始めに旅に出たことに関してならば、明確な理由はあった。少なくとも当時の自分にはそうする他なかっただろう。しかし今、続けることにはさしたる意味もない。ルノ自身、一つ所に留まってしまった方が楽なのだろうとは思っているほどだ。
結界のある街にでも住めば魔物に襲われる心配はなくなるだろうし、家が手に入れば毎日ベッドで寝ることも、風呂に入ることだって出来るだろう。宿をわざわざとる必要もないし、宿と同じ様な、それより良い生活が出来る。
街に住むとなると人付き合いは面倒かも知れないが、それなら街の外れにでも住めば良い。物資調達だって今よりずっと楽になる。
考えれば考える程良いことの方が多い筈なのに、それでも旅を止めようとは思えない。

自分はどうして旅を続けているのだろう。何度だって疑問に思う。
好きだから、と言うわけではない筈だ。別段旅が楽しいとは思えない。時折綺麗な景色を見れるのは良いと思うが、それだけだ。

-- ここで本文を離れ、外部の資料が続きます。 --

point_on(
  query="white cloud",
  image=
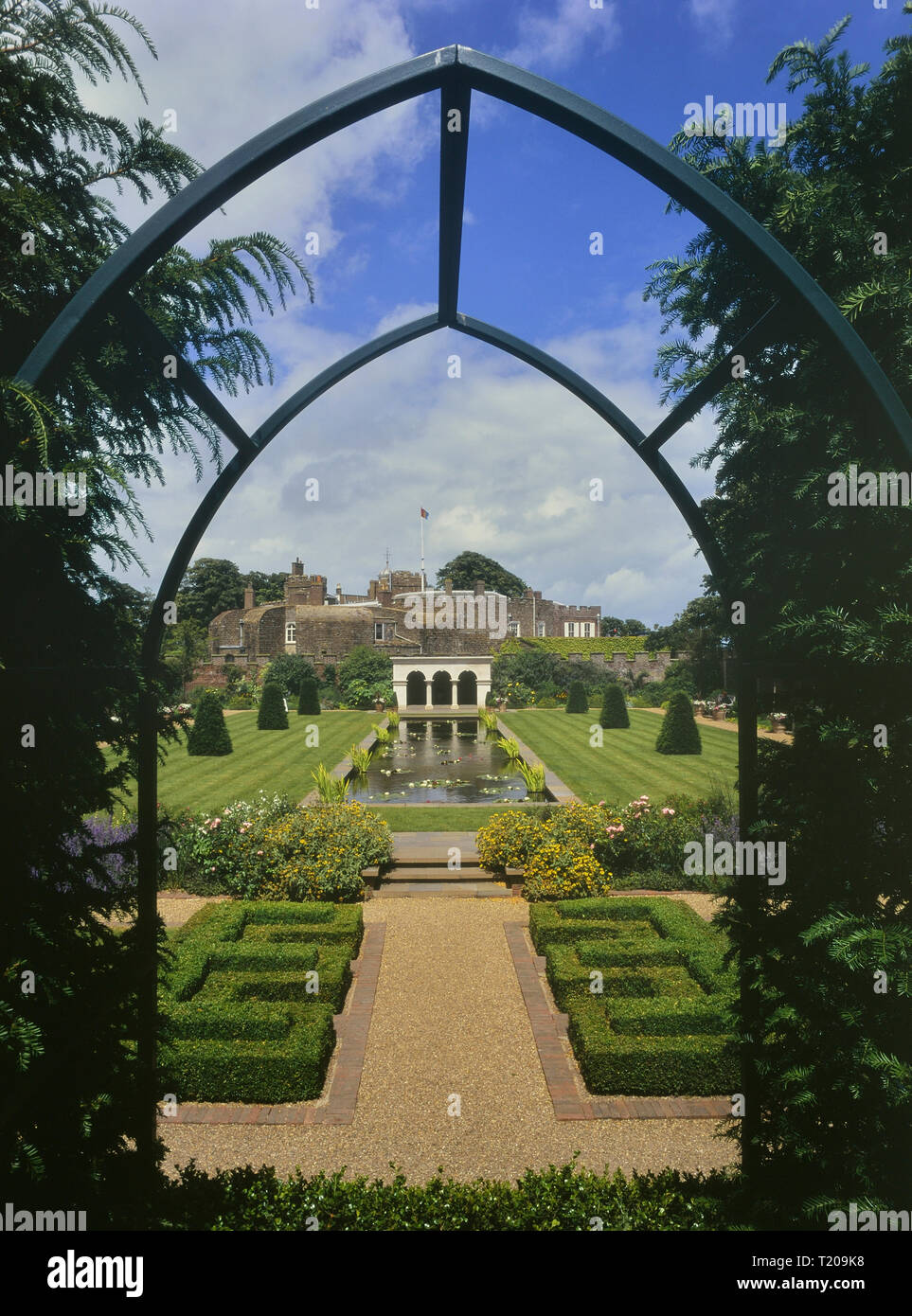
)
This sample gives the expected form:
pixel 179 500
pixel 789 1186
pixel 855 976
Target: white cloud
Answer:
pixel 716 17
pixel 502 458
pixel 229 74
pixel 553 40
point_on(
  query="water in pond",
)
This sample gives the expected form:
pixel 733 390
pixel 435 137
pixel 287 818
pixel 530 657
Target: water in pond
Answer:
pixel 439 762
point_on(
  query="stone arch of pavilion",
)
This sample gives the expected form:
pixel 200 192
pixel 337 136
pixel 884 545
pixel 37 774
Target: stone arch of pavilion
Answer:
pixel 419 682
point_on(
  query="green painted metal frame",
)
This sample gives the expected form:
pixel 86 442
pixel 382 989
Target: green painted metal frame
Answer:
pixel 456 71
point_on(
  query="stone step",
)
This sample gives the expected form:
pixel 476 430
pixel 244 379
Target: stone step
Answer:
pixel 435 873
pixel 456 890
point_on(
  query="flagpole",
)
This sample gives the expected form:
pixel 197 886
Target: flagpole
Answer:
pixel 421 524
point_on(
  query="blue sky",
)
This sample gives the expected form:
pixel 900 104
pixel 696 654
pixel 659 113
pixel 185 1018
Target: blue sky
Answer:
pixel 500 457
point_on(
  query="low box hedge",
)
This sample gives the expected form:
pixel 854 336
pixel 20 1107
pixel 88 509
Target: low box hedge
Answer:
pixel 243 1022
pixel 249 1022
pixel 658 1023
pixel 240 1070
pixel 652 1063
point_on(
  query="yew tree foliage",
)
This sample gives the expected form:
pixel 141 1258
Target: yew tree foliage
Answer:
pixel 828 587
pixel 70 641
pixel 208 736
pixel 679 733
pixel 614 707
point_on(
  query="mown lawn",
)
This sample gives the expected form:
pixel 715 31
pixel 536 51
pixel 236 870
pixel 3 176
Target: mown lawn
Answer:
pixel 627 765
pixel 267 761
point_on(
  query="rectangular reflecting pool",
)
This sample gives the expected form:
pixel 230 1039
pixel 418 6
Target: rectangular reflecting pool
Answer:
pixel 439 762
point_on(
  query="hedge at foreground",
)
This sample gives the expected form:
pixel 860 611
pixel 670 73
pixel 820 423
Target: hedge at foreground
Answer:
pixel 549 1200
pixel 243 1022
pixel 658 1026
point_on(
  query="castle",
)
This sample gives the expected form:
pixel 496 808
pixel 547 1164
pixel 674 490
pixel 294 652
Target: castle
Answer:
pixel 399 616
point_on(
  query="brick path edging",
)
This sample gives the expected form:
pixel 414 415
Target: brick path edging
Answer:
pixel 351 1028
pixel 549 1031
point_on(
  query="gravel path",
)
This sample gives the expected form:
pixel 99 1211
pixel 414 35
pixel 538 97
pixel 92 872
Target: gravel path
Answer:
pixel 449 1019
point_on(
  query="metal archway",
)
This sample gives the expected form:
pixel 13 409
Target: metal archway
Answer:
pixel 456 71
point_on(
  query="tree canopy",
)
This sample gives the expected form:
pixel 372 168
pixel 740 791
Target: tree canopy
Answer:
pixel 827 587
pixel 468 567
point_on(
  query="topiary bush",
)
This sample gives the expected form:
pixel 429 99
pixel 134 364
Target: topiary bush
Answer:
pixel 308 698
pixel 614 708
pixel 679 733
pixel 208 736
pixel 273 716
pixel 578 702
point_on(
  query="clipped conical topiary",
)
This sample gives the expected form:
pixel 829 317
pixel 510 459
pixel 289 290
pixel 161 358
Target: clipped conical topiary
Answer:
pixel 208 735
pixel 614 707
pixel 273 716
pixel 578 702
pixel 308 698
pixel 679 732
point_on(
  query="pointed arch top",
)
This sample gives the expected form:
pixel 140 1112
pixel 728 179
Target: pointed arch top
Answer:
pixel 456 71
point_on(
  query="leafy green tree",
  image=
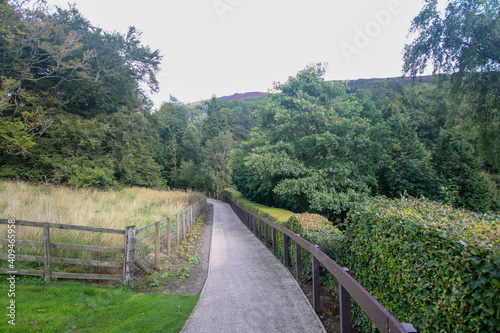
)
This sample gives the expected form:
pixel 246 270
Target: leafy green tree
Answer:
pixel 456 161
pixel 59 70
pixel 191 146
pixel 215 167
pixel 189 174
pixel 312 149
pixel 215 123
pixel 464 41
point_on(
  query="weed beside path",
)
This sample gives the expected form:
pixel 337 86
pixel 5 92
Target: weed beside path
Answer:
pixel 185 271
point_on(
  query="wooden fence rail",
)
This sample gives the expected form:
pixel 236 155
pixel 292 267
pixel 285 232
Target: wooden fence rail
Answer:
pixel 348 286
pixel 47 273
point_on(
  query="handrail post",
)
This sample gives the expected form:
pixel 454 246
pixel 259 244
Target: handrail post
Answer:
pixel 345 308
pixel 266 234
pixel 316 285
pixel 259 230
pixel 285 250
pixel 298 261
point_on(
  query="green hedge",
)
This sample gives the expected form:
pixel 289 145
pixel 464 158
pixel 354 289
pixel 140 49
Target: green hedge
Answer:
pixel 312 227
pixel 429 264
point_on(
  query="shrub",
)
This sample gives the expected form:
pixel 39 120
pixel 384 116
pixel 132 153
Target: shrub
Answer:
pixel 312 227
pixel 429 264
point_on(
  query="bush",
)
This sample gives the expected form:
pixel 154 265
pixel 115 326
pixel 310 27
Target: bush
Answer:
pixel 429 264
pixel 312 227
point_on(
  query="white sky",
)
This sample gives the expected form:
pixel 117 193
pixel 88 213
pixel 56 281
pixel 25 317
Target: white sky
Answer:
pixel 222 47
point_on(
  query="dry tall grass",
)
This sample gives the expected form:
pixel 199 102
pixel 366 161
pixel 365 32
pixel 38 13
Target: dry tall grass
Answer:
pixel 107 209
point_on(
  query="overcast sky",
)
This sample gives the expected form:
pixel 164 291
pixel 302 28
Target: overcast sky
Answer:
pixel 222 47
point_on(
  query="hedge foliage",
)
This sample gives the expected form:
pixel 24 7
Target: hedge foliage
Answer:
pixel 429 264
pixel 312 227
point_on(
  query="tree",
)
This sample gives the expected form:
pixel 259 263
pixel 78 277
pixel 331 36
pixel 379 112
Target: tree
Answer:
pixel 215 167
pixel 59 70
pixel 456 161
pixel 191 147
pixel 215 123
pixel 312 149
pixel 465 43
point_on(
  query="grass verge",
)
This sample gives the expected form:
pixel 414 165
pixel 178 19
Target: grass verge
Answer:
pixel 65 306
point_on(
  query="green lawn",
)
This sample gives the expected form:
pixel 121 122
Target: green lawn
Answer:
pixel 65 306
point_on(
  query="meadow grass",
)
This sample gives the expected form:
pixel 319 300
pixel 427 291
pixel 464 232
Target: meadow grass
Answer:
pixel 77 307
pixel 106 209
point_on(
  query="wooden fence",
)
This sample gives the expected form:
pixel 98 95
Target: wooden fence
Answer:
pixel 348 286
pixel 127 265
pixel 47 273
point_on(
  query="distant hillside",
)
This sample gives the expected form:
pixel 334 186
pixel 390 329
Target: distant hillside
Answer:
pixel 363 83
pixel 239 97
pixel 352 84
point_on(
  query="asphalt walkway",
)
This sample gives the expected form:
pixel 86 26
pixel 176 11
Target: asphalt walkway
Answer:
pixel 247 289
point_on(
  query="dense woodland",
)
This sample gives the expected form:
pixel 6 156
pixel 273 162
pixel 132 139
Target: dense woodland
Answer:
pixel 74 111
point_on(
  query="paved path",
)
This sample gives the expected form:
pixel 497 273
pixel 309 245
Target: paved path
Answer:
pixel 248 289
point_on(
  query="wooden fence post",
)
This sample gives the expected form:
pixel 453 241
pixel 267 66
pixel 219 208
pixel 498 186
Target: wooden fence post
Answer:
pixel 190 216
pixel 46 250
pixel 177 235
pixel 129 257
pixel 169 235
pixel 157 245
pixel 183 224
pixel 274 241
pixel 345 308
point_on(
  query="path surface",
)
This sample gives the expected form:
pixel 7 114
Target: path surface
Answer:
pixel 248 289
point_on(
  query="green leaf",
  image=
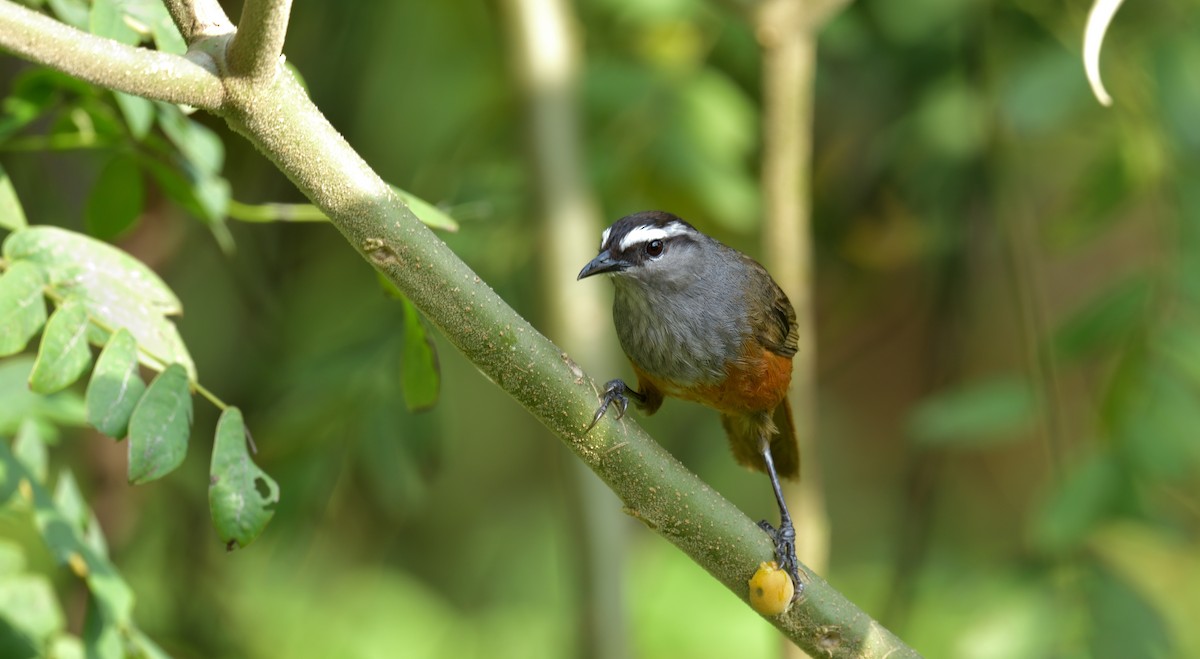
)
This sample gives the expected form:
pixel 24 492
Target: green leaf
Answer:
pixel 29 606
pixel 429 214
pixel 160 426
pixel 29 448
pixel 101 637
pixel 70 502
pixel 18 405
pixel 138 113
pixel 115 201
pixel 115 385
pixel 72 12
pixel 420 373
pixel 78 262
pixel 117 289
pixel 199 145
pixel 22 306
pixel 12 558
pixel 109 589
pixel 1107 322
pixel 12 215
pixel 241 497
pixel 64 354
pixel 1089 493
pixel 981 413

ただなんとなく止め時がわからなくて続けているのかも知れない。
始めの理由は覚えているが、続ける理由は解らない。それでもルノは、旅を続けるのだ。

――どうしようもないな、本当に。

嫌気がする。煮え切らない自身の思考も、何もかも。

いっそもう寝てしまおうか。眠ってしまえば何も考えなくて済む。
そうして閉じた目蓋の裏で、思い起こされるのは先日の事。微睡みかけていた意識を邪魔する影に、思わず舌打ちが出そうになった。
そう言えばあの時、放っておけば良かったのに何故あんなことを口走ってしまったのだろう。
手が出たのも無意識だった。百歩譲ってそこは良いとしても、普段なら絶対にあんなことは言わない。成り行きとは言え、何も助けなくても良かった筈だ。

翡翠の目の男。その色に反し、淀んだ瞳の奥と紫の羽織。何度も頭を過る騎士の姿にももう慣れてしまった。

まだ低い視界に映る、大きな背中。もう随分前に感じる、子供のこと。
『あれ』があったから助けたとでも言うのか。そんなこと、あるわけないのに。それでもなんとなく、解っていた。だから目を逸らした。
いやなことからはずっと逃げてきた。目を逸らせばいい。考えなければいい。

――死なれるのは困る。それだけだ。

それ以外、何もない。ルノは無理矢理目を瞑り、今度こそ眠る体制に入る。
すっきりしない頭では眠れないかと思われたが、案外身体と言うものは正直で、疲労の溜まった身体は簡単に眠気を運んできた。

明日に何があるかわからないのだから、休める時には休み、体力は温存して置いた方が良い。

どんなに考えた所で、どうせ自分の望む解答など出ない。解っている、解っているのだ。
考えたって仕方がない。どうしたって一つ所に留まろうとは思えないし、自然と足は進み続ける。そう解っていても尚、考えてしまうのもまた事実なのだけど。

そうして今日もまた、知っている解答を見つけられないままルノは眠りにつく。